If I am right, the implications for contemporary Russia are profound. If she can find a new identity for herself, as a nation-state among other nation-states, autocracy and backwardness will fade out. It may perhaps be objected that the nation-state is not the be-all and end-all of history, and that we are moving into a post-national era. 15In particular, in the case of Russia, it may be argued that the relatively low level of virulent nationalism has spared the collapsing Soviet empire the spasms of violence which accompanied, for example, the departure of the French pieds noirs from Algeria. (There has been considerable violence, but most of it has been directed by non-Russians against other non-Russians.)

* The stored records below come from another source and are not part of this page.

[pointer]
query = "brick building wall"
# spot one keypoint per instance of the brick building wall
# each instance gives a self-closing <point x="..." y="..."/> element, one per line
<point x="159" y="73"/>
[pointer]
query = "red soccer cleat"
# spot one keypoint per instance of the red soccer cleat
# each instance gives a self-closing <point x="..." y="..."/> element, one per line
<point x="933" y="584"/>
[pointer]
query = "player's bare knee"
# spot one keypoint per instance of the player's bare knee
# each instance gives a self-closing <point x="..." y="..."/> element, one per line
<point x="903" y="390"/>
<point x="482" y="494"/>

There is something to be said for these arguments, but I believe the nation-state is likely to be with us for a long time yet as the foundation of the international order, and that in Russia the sense of solidarity associated with nationhood would do much to diminish the criminality and the bitter political conflicts which still disfigure its internal order. I do not pretend, of course, that the process of strengthening national identity in Russia can be wholly reassuring either for her neighbours or for the international community at large. But I believe it is preferable to any attempt at rebuilding empire, which I take to be the only serious alternative.
A word about the structure of this book. I decided at an early stage that a purely chronological exposition would obscure permanent or long-lasting features of Russian society – what one might call its ‘deep structures’ – to such an extent as to undermine the presentation of my overall thesis. I have therefore made Parts 1 and 3 structural, and Parts 2 and 4 chronological. Part 1 examines why a Russian Empire arose at all and what were its abiding features, Part 3 its effects on the major social strata and institutions of Russian society. Parts 2 and 4 adopt a more familiar kind of historical narrative. I hope that the accompanying Chronology (pp. 487–492), Index and occasional cross-references will make it easier to understand the way the sections relate to each other.